Two universities and a state agency are combining forces to increase Georgia’s capacity to deliver high-quality child welfare services.
Over the next four years the University of Georgia School of Social Work, in collaboration with Georgia State University School of Social Work and the Georgia Division of Family and Children Services, will evaluate the health of the child welfare agency and implement a leadership training program for DFCS employees. UGA and GSU will provide tuition stipends for DFCS staff who wish to earn a master’s degree in social work.
“UGA has partnered with DFCS for many years—in the Title IV-E program, in our work with DFCS boards, in developing the DFCS employee selection protocol, and in our many internships with DFCS,” said Anna Scheyett, dean and professor at the UGA School of Social Work. “This new initiative is exciting because it builds on our existing work and expands it into the area of leadership workforce development and data driven change.”
The UGA portion of the four-year project is funded with a $650,000 award from the National Child Welfare Workforce Institute. The Georgia group was among eight selected by the NCWWI as a Workforce Excellence site.
“Our approach is unique in that we are providing current DFCS supervisors, managers and administrators with an opportunity to return to school and obtain their MSW while remaining employed,” said Allison Dunnigan, an assistant professor in the school and principal investigator for the program at UGA.
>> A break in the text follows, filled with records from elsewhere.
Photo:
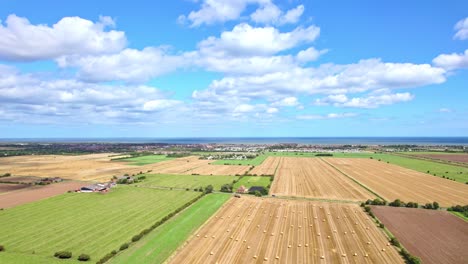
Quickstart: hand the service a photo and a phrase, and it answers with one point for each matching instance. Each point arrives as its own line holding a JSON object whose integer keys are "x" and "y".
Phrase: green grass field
{"x": 255, "y": 162}
{"x": 460, "y": 174}
{"x": 249, "y": 181}
{"x": 461, "y": 215}
{"x": 335, "y": 155}
{"x": 163, "y": 241}
{"x": 186, "y": 181}
{"x": 145, "y": 160}
{"x": 89, "y": 223}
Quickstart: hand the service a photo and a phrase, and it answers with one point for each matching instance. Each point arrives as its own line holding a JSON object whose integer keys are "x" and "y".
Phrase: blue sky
{"x": 233, "y": 68}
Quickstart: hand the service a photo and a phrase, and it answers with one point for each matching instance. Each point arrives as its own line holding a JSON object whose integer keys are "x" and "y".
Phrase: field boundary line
{"x": 195, "y": 232}
{"x": 354, "y": 180}
{"x": 302, "y": 198}
{"x": 453, "y": 163}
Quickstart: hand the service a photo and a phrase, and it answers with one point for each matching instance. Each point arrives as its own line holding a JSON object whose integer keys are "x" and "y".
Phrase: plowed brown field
{"x": 312, "y": 177}
{"x": 89, "y": 167}
{"x": 395, "y": 182}
{"x": 436, "y": 237}
{"x": 268, "y": 166}
{"x": 250, "y": 230}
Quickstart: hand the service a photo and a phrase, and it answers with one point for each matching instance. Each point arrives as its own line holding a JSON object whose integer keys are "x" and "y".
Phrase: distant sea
{"x": 259, "y": 140}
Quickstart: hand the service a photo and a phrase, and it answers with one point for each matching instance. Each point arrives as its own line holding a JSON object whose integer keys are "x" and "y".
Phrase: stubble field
{"x": 436, "y": 237}
{"x": 254, "y": 230}
{"x": 268, "y": 167}
{"x": 90, "y": 223}
{"x": 312, "y": 177}
{"x": 395, "y": 182}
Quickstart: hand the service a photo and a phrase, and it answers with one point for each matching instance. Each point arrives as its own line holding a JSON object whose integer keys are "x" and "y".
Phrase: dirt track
{"x": 253, "y": 230}
{"x": 35, "y": 193}
{"x": 8, "y": 187}
{"x": 268, "y": 166}
{"x": 447, "y": 157}
{"x": 312, "y": 177}
{"x": 395, "y": 182}
{"x": 436, "y": 237}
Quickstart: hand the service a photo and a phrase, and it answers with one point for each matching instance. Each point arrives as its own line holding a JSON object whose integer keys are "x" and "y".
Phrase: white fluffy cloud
{"x": 271, "y": 14}
{"x": 29, "y": 98}
{"x": 22, "y": 41}
{"x": 129, "y": 65}
{"x": 327, "y": 116}
{"x": 213, "y": 11}
{"x": 372, "y": 74}
{"x": 245, "y": 40}
{"x": 310, "y": 54}
{"x": 462, "y": 29}
{"x": 452, "y": 61}
{"x": 371, "y": 101}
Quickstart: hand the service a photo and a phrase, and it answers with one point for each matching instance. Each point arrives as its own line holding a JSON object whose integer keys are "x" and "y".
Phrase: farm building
{"x": 261, "y": 189}
{"x": 98, "y": 187}
{"x": 242, "y": 189}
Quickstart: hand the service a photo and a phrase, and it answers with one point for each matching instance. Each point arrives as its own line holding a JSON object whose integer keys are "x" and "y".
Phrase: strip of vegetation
{"x": 137, "y": 237}
{"x": 163, "y": 241}
{"x": 410, "y": 259}
{"x": 459, "y": 210}
{"x": 354, "y": 180}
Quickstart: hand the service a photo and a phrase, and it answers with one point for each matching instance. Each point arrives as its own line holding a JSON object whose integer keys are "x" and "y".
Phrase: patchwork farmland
{"x": 91, "y": 223}
{"x": 288, "y": 229}
{"x": 186, "y": 181}
{"x": 268, "y": 167}
{"x": 393, "y": 182}
{"x": 312, "y": 177}
{"x": 251, "y": 230}
{"x": 437, "y": 237}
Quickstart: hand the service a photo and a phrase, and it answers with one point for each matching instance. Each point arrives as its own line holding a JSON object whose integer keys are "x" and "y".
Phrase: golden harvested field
{"x": 395, "y": 182}
{"x": 268, "y": 166}
{"x": 208, "y": 169}
{"x": 312, "y": 177}
{"x": 97, "y": 167}
{"x": 255, "y": 230}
Starting this fall, the UGA School of Social Work will admit two cohorts of six to seven students who are current DFCS staff in administrative positions or have been identified by the agency as having management potential. The staff will receive child welfare-specific training in topics identified as priority areas by the school’s faculty and the professional community. The school also will offer new and revised child welfare-related curriculum to all students in the graduate social work program.
“We hope that by targeting supervisors across Georgia, we can have a large-scale impact at the county level,” said Dunnigan, who proposed the project. “These supervisors will take their training and knowledge gained at UGA back to the field where it will impact how they support case managers and investigators, as well as DFCS programs.”
In addition to tuition stipends, the funding will support a comprehensive assessment of Georgia’s child welfare agencies. The assessment, to begin this June, will identify strengths and challenges such as burnout, case manager training and supervision quality. Results will inform plans for organizational change and workforce development.
The university partners also will hold an annual summer training institute. The institute will be open to current DFCS employees, child welfare-focused students in the federal Title IV-E program, and other community partners engaged in child welfare practice. It will provide workshops on key subject areas identified by the assessment, as well as training opportunities for field supervisors, said Dunnigan. The first summer institute will be held in 2020.